Şehrin tarihinin kalbinde yer alan Suriçi bölgesinde konumlanan bu proje, Kayseri’nin mimari ve kültürel mirasını koruyarak yeniden yorumlamayı hedefleyen, günümüz ihtiyaçlarına duyarlı bir tasarım yaklaşımı sunar.
Stratejik Bağlantılarla Kentsel Hafızayı Koruma
Proje, Kurşunlu Camii ile Camikebir arasında güçlü bir görsel ve işlevsel bağlantı kuran yaya odaklı bir aks oluşturur.
Mevcut taşıt trafiğinin bir kısmı yer altına alınarak, tarihi doku yaya sirkülasyonuna açılır.
Bu ana omurga, su öğeleri ve taş kaplamalar gibi peyzaj unsurlarıyla güçlendirilmiş; antik sur izleri, görsel olarak takip edilebilir biçimde mekansal devamlılığa kavuşturulmuştur.
Han Kültürünün Mimari Yorumuyla Yeni Kamusal Alanlar
Tarihi odaklar arasında, düşük katlı ticari yapılar önerilmiştir.
Bu yapılar, geleneksel han mimarisinden ilham alınarak iç avlu etrafında düzenlenmiş ve modern programlarla (perakende, kafeler, zanaat atölyeleri) desteklenmiştir.

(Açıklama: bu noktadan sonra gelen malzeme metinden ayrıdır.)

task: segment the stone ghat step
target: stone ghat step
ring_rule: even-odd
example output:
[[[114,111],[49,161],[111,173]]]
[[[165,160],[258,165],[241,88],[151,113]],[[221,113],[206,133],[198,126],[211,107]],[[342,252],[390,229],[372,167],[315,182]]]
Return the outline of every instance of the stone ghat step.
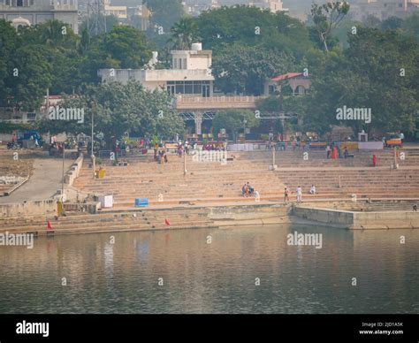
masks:
[[[296,187],[295,187],[296,189]],[[290,191],[292,192],[292,194],[295,194],[295,189],[290,189]],[[320,193],[318,193],[317,194],[309,194],[309,189],[307,189],[306,192],[304,192],[303,194],[307,194],[307,196],[312,196],[312,197],[316,197],[316,196],[320,196],[320,195],[323,195],[323,197],[325,197],[325,196],[333,196],[335,195],[336,194],[346,194],[346,190],[343,189],[341,190],[340,188],[336,188],[334,189],[333,191],[331,191],[331,189],[329,189],[329,192],[325,192],[324,190],[322,192],[320,191]],[[187,196],[188,195],[189,196]],[[284,188],[278,190],[278,191],[276,191],[276,192],[264,192],[264,193],[260,193],[260,196],[261,197],[263,197],[263,198],[269,198],[269,197],[278,197],[278,195],[283,195],[284,194]],[[141,195],[146,195],[145,194],[141,194]],[[226,196],[226,195],[231,195],[231,196]],[[134,201],[135,198],[137,197],[145,197],[145,196],[135,196],[135,194],[121,194],[121,195],[114,195],[114,202],[118,202],[118,201]],[[151,202],[157,202],[158,201],[158,195],[156,194],[151,194],[151,196],[149,196],[148,198],[149,201]],[[219,200],[219,201],[225,201],[225,199],[243,199],[245,201],[248,200],[248,199],[253,199],[255,200],[255,196],[250,196],[250,197],[243,197],[241,193],[239,193],[239,192],[236,192],[235,194],[216,194],[216,195],[213,195],[213,194],[207,194],[205,193],[202,193],[202,194],[199,194],[199,193],[194,193],[194,192],[191,192],[191,193],[187,193],[187,194],[179,194],[179,195],[172,195],[172,196],[170,196],[170,194],[165,194],[165,196],[164,195],[163,197],[163,200],[164,201],[190,201],[190,200],[200,200],[200,199],[202,199],[202,200],[208,200],[208,199],[214,199],[214,200]]]
[[[147,209],[139,209],[135,210],[133,213],[138,217],[148,216],[150,211]],[[153,213],[153,212],[151,212]],[[201,216],[203,212],[202,209],[176,209],[176,210],[159,210],[159,214],[166,215],[166,216]],[[109,220],[109,219],[115,219],[115,218],[129,218],[133,217],[133,212],[118,212],[118,213],[111,213],[111,212],[99,212],[98,214],[80,214],[79,212],[67,212],[66,217],[59,217],[58,221],[55,220],[54,217],[49,218],[51,225],[55,225],[56,223],[83,223],[88,221],[95,221],[98,217],[102,220]],[[47,219],[44,216],[36,216],[36,217],[10,217],[4,218],[0,221],[0,228],[4,225],[47,225]]]
[[[333,200],[333,199],[350,199],[353,193],[348,194],[341,194],[336,193],[333,194],[303,194],[302,199],[303,202],[310,202],[311,200]],[[399,198],[399,197],[407,197],[407,198],[416,198],[419,196],[419,194],[404,194],[404,193],[385,193],[385,192],[362,192],[362,193],[354,193],[356,194],[358,199],[362,198],[384,198],[384,199],[392,199],[392,198]],[[276,196],[261,196],[261,201],[273,201],[273,202],[283,202],[284,195],[283,194],[277,194]],[[290,202],[295,202],[296,196],[295,194],[290,195]],[[215,198],[215,199],[183,199],[183,200],[165,200],[164,202],[155,202],[150,201],[149,206],[158,207],[163,205],[178,205],[178,204],[205,204],[205,203],[229,203],[234,202],[255,202],[255,198]],[[115,208],[132,208],[134,205],[134,202],[133,201],[125,201],[125,202],[115,202],[114,207]]]
[[[314,197],[314,198],[328,198],[328,197],[336,197],[337,195],[339,196],[347,196],[347,194],[387,194],[387,195],[397,195],[397,194],[403,194],[403,195],[416,195],[419,196],[419,188],[415,190],[410,190],[408,188],[405,189],[399,189],[399,188],[377,188],[377,189],[365,189],[362,191],[360,191],[359,188],[339,188],[337,189],[335,192],[331,192],[330,189],[326,193],[325,191],[320,190],[316,194],[309,194],[308,190],[309,189],[309,187],[302,187],[303,188],[303,196],[305,197]],[[291,191],[292,196],[295,196],[296,192],[295,188],[293,187],[292,186],[289,187],[289,189]],[[306,189],[306,190],[304,190]],[[261,193],[260,194],[260,198],[261,199],[275,199],[278,197],[283,196],[284,192],[277,192],[277,193]],[[143,194],[144,195],[144,194]],[[187,196],[189,195],[189,196]],[[147,196],[143,196],[147,197]],[[249,201],[249,200],[255,200],[255,198],[254,196],[252,197],[242,197],[241,194],[237,194],[235,196],[230,195],[230,196],[211,196],[211,195],[200,195],[196,194],[185,194],[184,196],[164,196],[163,202],[158,201],[158,197],[156,196],[149,196],[147,197],[149,199],[149,202],[155,203],[155,202],[195,202],[195,201],[208,201],[208,200],[214,200],[214,201],[218,201],[218,202],[228,202],[232,199],[242,199],[243,201]],[[114,203],[119,203],[119,202],[132,202],[133,204],[134,203],[134,195],[121,195],[121,196],[115,196],[114,197]]]
[[[169,220],[170,225],[165,224],[165,219]],[[185,218],[183,220],[174,220],[172,218],[164,218],[162,217],[159,220],[150,220],[150,221],[113,221],[113,222],[106,222],[103,223],[102,221],[96,221],[94,223],[86,223],[86,224],[72,224],[69,223],[68,225],[54,225],[52,226],[53,231],[62,231],[62,230],[69,230],[69,229],[80,229],[80,230],[88,230],[92,228],[103,228],[103,230],[106,230],[108,226],[115,227],[115,226],[120,226],[120,227],[132,227],[132,226],[136,226],[136,227],[149,227],[149,228],[154,228],[154,227],[158,227],[158,226],[180,226],[184,225],[187,222]],[[196,226],[206,226],[209,225],[212,225],[213,222],[211,220],[189,220],[187,219],[188,223],[193,223]],[[1,229],[2,231],[4,230],[3,228]],[[8,230],[9,232],[36,232],[36,231],[48,231],[45,226],[37,226],[37,225],[33,225],[33,226],[16,226]]]
[[[250,178],[242,179],[240,180],[234,180],[232,182],[228,182],[225,180],[208,180],[208,183],[205,183],[205,180],[196,180],[196,181],[187,181],[187,182],[179,182],[176,183],[176,180],[166,180],[165,183],[149,183],[149,184],[141,184],[141,183],[130,183],[130,182],[109,182],[109,183],[98,183],[96,185],[90,184],[90,185],[78,185],[78,187],[84,190],[91,190],[91,191],[100,191],[100,190],[109,190],[109,189],[115,189],[119,191],[126,191],[126,190],[133,190],[133,191],[144,191],[144,190],[150,190],[156,191],[170,191],[170,190],[177,190],[179,192],[185,192],[188,189],[199,190],[199,189],[207,189],[210,190],[212,188],[218,188],[223,189],[223,191],[227,190],[240,190],[241,187],[246,182],[250,182],[250,184],[256,188],[281,188],[284,184],[288,183],[310,183],[312,181],[316,181],[317,184],[322,185],[328,185],[332,183],[333,185],[337,185],[339,182],[339,178],[331,178],[331,177],[322,177],[318,178],[313,175],[307,175],[305,177],[295,177],[295,176],[284,176],[283,178],[278,178],[277,179],[270,179],[270,180],[255,180]],[[407,177],[392,177],[392,178],[378,178],[378,177],[371,177],[371,178],[362,178],[362,177],[356,177],[356,178],[340,178],[340,183],[342,185],[350,185],[350,184],[357,184],[357,185],[369,185],[369,184],[385,184],[388,186],[399,186],[399,185],[411,185],[415,187],[419,183],[419,177],[410,178],[409,176]],[[185,186],[183,186],[185,185]],[[216,190],[216,189],[215,189]]]
[[[303,197],[307,199],[339,199],[342,197],[349,198],[348,195],[343,194],[341,193],[336,193],[336,194],[316,194],[316,195],[311,195],[311,194],[305,194]],[[290,199],[295,199],[295,194],[293,196],[290,196]],[[279,193],[274,195],[268,195],[268,196],[263,196],[261,195],[261,201],[274,201],[274,202],[278,202],[282,201],[284,199],[284,194],[283,193]],[[216,202],[216,203],[229,203],[229,202],[256,202],[255,197],[242,197],[242,196],[237,196],[237,197],[228,197],[228,198],[181,198],[181,199],[174,199],[174,200],[164,200],[163,202],[158,202],[158,201],[149,201],[149,203],[150,206],[155,205],[155,206],[163,206],[163,205],[175,205],[175,204],[199,204],[199,203],[209,203],[209,202]],[[126,200],[126,201],[120,201],[120,202],[114,202],[114,207],[133,207],[134,205],[134,200],[133,198],[132,200]]]
[[[165,219],[169,220],[171,225],[182,225],[185,222],[194,223],[194,225],[207,225],[211,223],[210,219],[206,217],[206,214],[181,214],[178,212],[167,213],[164,211],[158,211],[155,214],[146,215],[145,217],[137,216],[133,217],[133,215],[124,217],[117,218],[104,218],[104,216],[95,215],[94,217],[85,218],[84,220],[75,220],[75,221],[55,221],[51,223],[51,227],[53,230],[65,230],[67,228],[89,228],[89,227],[97,227],[108,225],[165,225]],[[21,231],[39,231],[46,230],[47,226],[44,223],[37,224],[10,224],[0,228],[1,231],[8,232],[21,232]]]

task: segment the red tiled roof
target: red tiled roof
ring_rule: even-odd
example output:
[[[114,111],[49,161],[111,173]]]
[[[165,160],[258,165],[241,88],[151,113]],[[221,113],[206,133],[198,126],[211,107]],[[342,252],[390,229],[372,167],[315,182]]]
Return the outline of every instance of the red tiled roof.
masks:
[[[270,79],[271,81],[280,81],[281,80],[292,79],[296,76],[302,75],[302,72],[286,72],[286,74],[278,75]]]

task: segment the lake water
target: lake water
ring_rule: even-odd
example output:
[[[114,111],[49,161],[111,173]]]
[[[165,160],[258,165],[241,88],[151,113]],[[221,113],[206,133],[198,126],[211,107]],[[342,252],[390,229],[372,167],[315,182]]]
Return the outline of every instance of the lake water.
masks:
[[[295,231],[322,233],[322,248],[288,245]],[[42,237],[33,249],[0,247],[0,313],[417,314],[418,262],[419,230]]]

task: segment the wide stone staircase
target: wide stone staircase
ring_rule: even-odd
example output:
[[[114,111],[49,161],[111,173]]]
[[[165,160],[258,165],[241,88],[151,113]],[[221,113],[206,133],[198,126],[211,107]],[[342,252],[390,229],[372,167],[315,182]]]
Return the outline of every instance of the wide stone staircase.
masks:
[[[47,229],[43,216],[8,217],[0,219],[1,232],[34,232],[39,235],[50,232],[59,234],[123,232],[132,230],[164,230],[217,227],[203,209],[137,210],[134,211],[109,211],[90,214],[72,214],[50,217],[52,230]]]

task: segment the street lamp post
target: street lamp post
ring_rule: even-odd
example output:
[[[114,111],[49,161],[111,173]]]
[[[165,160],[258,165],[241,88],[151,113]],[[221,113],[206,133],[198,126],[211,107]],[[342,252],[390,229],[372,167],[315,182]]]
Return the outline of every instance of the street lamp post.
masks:
[[[61,181],[61,203],[64,208],[64,164],[65,160],[65,147],[63,144],[63,172],[62,172],[62,181]]]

Böylece kullanıcıların gündelik yaşamla bütünleşebileceği, gölgeli ve etkileşimli yarı açık kamusal alanlar oluşturulmuştur.
Tarihsel Kimliği Güçlendiren Kentsel Tasarım
Hititlerden Bizans’a, Selçuklulardan Osmanlı’ya kadar birçok medeniyetin izini taşıyan Kayseri Suriçi, bu katmanlı yapısı içerisinde mimari ölçüye duyarlı ve tarihsel sürekliliği esas alan bir tasarım anlayışıyla ele alınmıştır.
Proje, kültürel mirası yalnızca korumakla kalmayıp, aynı zamanda bu mirası çağdaş kent yaşamına entegre ederek kente güçlü bir kimlik kazandırmayı amaçlamaktadır.